Election News You May Have Missed, Part 2

Last week, Maine voters approved ranked choice voting as a means of choosing the governor and state and federal legislators:

Maine residents have approved a ballot question that will allow voters to rank their choice of candidates. 

Under the election overhaul, ballots are counted at the state level in multiple rounds. Last place candidates are eliminated until a candidate wins by a majority. . . . 

Proponents of ranked-choice voting say it will prevent a governor from being elected with less than 50 percent of the votes. That was the scenario when Gov. Paul LePage was elected in 2010 and re-elected in 2014. 

Ranked-choice voting is sometimes also called "instant runoff."


Voters in Oregon elected the first Republican to statewide office in 14 years, Dennis Richardson as Secretary of State:

In the state of Oregon, the secretary of state is charged with auditing public accounts, managing elections, and administering public records. It's a glorified administrative role . . . . 

Throughout the campaign, [Brad] Avakian highlighted [Dennis] Richardson's anti-abortion stance while highlighting his own environmentalism and pro-choice bona fides. Richardson, meanwhile, while undeniably a social conservative, ran as basically a numbers guy. . . . In an overwhelmingly Democratic state, Avakian managed to lose to Republican Dennis Richardson. Indeed, Richardson's victory was the first time a Republican had won a statewide office in Oregon for fourteen years. (Hillary Clinton carried the state by ten percentage points, by the way.) 

Avakian's defeat is synecdoche for everything the Democrats did wrong this year. He ran, basically, the Lena Dunham race: Stress social issues (truly irrelevant in a race like Oregon secretary of state) and ignore what mattered to voters. Dennis Richardson stressed that he would be a competent auditor; Avakian noted that the Sierra Club liked him. Donald Trump said he would bring jobs back to the industrial Midwest; Hillary Clinton focused on the fact that Trump was rude about a Miss Universe candidate two decades ago.
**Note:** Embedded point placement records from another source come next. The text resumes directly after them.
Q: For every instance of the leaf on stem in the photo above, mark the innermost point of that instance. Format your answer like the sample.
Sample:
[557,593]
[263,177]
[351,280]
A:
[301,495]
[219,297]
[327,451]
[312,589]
In both cases, we see how that worked out for the Democrats.

While indicative of the larger 2016 election cycle, the Secretary of State's race in Oregon demonstrates what voters consider important for an election administrator: understanding of the job's responsibilities and limits, competence, and valuing the integrity of elections.  Efforts to turn election administration into a vehicle for progressive social change rightly failed in Oregon last week.